There are no studies to date that report the results of a prospective study of HA treatment for LE in non-racquet sport athletes with a follow-up of one year. The only other prospective study on HA treatment was performed by Patrella on racquet sport athletes [16]. This study also adds to the literature because of the variability in the different HA formulations and the number and frequency of the injections. Petrella et al. [16] did not specify the specific HA formulation they used and noted two injections a week apart. In this study, we used Intragel with a specific molecular weight and given concentration for a total of 3 injections 2 weeks apart. This information may be useful for designing future research. Another strength was the blinding of the patient and the evaluator.

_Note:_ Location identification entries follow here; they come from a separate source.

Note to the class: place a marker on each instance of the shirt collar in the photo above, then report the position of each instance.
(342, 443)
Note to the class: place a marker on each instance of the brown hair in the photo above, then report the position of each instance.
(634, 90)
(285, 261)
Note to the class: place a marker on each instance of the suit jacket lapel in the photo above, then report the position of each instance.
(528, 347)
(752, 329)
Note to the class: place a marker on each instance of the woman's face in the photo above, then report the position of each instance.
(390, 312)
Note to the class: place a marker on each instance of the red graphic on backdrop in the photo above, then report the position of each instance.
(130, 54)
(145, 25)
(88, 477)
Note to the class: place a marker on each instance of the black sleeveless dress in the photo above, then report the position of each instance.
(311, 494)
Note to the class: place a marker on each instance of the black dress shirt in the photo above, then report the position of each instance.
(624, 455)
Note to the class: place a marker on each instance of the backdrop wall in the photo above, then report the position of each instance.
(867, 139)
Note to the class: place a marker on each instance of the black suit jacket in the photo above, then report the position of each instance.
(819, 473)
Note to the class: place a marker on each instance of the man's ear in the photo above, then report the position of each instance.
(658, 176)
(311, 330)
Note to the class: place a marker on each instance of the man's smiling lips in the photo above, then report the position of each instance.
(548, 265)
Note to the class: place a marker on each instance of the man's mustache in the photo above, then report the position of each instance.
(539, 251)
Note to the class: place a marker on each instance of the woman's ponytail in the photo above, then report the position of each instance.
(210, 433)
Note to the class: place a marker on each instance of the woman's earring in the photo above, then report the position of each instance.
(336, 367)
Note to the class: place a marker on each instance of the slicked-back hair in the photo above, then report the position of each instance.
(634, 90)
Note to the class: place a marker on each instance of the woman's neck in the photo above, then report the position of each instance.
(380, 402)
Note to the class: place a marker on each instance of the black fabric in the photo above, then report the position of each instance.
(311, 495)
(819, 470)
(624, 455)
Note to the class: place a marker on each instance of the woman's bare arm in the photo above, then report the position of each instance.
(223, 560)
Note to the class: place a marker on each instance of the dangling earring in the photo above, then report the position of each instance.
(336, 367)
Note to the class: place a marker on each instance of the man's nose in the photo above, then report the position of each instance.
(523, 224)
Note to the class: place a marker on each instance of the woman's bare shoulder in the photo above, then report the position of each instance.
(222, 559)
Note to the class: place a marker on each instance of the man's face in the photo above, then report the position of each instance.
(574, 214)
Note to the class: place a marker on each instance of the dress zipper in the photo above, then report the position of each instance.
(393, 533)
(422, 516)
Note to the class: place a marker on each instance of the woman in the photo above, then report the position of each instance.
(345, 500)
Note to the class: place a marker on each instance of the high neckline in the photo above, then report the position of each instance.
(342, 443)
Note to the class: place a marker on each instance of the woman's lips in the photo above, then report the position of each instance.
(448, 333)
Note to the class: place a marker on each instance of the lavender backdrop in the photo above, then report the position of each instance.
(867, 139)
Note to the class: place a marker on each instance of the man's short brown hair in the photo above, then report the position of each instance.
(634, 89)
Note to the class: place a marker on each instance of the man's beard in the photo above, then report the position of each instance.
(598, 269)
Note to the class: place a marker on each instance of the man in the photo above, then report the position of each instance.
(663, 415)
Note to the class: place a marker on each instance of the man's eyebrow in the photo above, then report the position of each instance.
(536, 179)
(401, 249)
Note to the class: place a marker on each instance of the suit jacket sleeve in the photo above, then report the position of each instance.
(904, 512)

The many patients lost to follow-up in the saline group limited this study to having a placebo group for comparison. However, as noted, saline may have some therapeutic benefits of uncertain duration and may not be the ideal placebo control. In addition, given our strict inclusion and exclusion criteria, there was lower than targeted patient recruitment. However, the HA group showed significant improvement using all measures.

Conclusions

We conclude that, based on this prospective study with one year of follow-up, HA proved effective at treating chronic TE. Other than the pain of injection, no negative side effects of HA injection were observed over the course of the study. We feel that despite the limitations of this study, there is a large benefit and minimal risk that favors injecting HA for chronic tennis elbow. However, we recommend that a larger study with appropriate placebo control be performed. Tennis elbow and other enthesopathies remain difficult to treat. We hope this study stimulates further research in this important area to investigate the use of HA injections to treat this painful condition.